File:Reaction-correspondence-matching-pennies.jpg
Figure 1. Best response correspondences for players in the matching pennies game. The leftmost mapping is for the coordinating player, the middle shows the mapping for the discoordinating player. The sole Nash equilibrium is shown in the right hand graph. x is a probability of playing heads by discoordinating player, y is a probability of playing heads by coordinating player. The unique intersection is the only point where mys strategy of first player is the best response on the strategy of second and vice versa.

The matching pennies game is mathematically equivalent to the games "Morra" or "odds and evens", where two players simultaneously display one or two fingers, with the winner determined by whether or not the number of fingers match. Again, the only strategy for these games to avoid being exploited is to play the equilibrium.

Of course, human players might not faithfully apply the equilibrium strategy, especially if matching pennies is played repeatedly. In a repeated game, if one is sufficiently adept at psychology, it may be possible to predict the opponent's move and choose accordingly, in the same manner as expert Rock, Paper, Scissors players. In this way, a positive expected payoff might be attainable, whereas when either player plays the equilibrium, everyone's expected payoff is zero.

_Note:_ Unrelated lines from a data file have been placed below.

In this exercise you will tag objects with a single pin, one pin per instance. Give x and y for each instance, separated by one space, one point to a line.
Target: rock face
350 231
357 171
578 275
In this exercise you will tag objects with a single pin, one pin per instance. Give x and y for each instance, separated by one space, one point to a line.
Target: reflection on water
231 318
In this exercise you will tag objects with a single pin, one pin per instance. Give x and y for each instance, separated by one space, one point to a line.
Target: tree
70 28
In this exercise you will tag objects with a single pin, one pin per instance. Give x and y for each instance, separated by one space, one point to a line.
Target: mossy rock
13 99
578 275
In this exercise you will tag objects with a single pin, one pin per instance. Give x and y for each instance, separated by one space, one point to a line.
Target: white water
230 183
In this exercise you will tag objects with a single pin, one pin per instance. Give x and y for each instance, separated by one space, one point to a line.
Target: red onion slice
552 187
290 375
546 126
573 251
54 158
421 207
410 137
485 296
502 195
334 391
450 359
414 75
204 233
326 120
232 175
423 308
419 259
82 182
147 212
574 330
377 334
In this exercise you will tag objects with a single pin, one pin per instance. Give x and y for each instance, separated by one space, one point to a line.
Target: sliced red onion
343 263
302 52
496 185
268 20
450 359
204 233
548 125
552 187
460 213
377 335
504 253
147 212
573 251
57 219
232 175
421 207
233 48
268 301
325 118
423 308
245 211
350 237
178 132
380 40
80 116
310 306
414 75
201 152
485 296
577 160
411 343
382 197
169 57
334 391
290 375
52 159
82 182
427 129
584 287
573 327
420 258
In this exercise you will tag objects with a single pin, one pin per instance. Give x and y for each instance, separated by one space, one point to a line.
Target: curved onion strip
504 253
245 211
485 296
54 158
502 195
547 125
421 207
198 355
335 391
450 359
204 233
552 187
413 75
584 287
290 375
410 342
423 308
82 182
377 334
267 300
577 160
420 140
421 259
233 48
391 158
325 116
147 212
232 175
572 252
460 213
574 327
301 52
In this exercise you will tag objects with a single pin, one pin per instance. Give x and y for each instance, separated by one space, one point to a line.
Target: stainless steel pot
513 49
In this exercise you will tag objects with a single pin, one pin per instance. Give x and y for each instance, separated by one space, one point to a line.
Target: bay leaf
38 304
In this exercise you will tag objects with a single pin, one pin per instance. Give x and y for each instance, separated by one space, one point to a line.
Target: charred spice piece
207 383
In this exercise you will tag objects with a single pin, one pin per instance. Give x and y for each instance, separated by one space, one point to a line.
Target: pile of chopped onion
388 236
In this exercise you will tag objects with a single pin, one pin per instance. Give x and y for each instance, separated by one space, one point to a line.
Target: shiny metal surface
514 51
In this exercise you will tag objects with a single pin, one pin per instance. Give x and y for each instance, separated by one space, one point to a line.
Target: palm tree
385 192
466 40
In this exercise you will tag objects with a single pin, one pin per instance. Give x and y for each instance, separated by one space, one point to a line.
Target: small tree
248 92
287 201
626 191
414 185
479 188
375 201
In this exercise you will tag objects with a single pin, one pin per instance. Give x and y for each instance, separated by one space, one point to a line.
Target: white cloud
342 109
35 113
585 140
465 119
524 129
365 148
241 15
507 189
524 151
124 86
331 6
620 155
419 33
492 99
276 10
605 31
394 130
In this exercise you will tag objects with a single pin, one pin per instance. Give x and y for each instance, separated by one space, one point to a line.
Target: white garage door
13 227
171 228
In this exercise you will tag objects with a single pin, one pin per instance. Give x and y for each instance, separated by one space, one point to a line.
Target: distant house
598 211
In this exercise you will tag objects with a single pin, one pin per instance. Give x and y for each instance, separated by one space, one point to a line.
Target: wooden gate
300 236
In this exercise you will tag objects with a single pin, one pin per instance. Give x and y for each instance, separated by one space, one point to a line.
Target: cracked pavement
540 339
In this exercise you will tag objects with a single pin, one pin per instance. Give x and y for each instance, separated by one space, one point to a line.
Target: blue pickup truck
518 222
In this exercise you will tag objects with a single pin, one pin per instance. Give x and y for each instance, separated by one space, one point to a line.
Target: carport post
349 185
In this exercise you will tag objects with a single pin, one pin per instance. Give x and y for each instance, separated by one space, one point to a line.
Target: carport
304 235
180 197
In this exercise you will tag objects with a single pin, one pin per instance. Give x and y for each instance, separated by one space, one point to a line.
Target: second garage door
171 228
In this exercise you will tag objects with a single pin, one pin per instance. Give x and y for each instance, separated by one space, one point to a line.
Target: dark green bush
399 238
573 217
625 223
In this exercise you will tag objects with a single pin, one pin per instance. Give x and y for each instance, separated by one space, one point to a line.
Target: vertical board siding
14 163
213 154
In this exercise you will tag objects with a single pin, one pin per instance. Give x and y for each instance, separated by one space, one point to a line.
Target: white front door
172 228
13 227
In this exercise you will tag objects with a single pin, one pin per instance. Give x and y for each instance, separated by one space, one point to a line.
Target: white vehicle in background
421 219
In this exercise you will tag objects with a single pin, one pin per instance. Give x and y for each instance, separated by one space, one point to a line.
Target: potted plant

Nonetheless, statistical analysis of penalty kicks in soccer—a high-stakes real-world situation that closely resembles the matching pennies game—has shown that the decisions of kickers and goalies resemble a mixed strategy equilibrium.[2][3]

## References

1. ^ "Matching Pennies". GameTheory.net.
2. ^ Chiappori, P.; Levitt, S.; Groseclose, T. (2002). "Testing Mixed-Strategy Equilibria When Players Are Heterogeneous: The Case of Penalty Kicks in Soccer" (PDF). American Economic Review 92 (4): 1138–1151. JSTOR 3083302. doi:10.1257/00028280260344678.
3. ^ Palacios-Huerta, I. (2003). "Professionals Play Minimax". Review of Economic Studies 70 (2): 395–415. doi:10.1111/1467-937X.00249.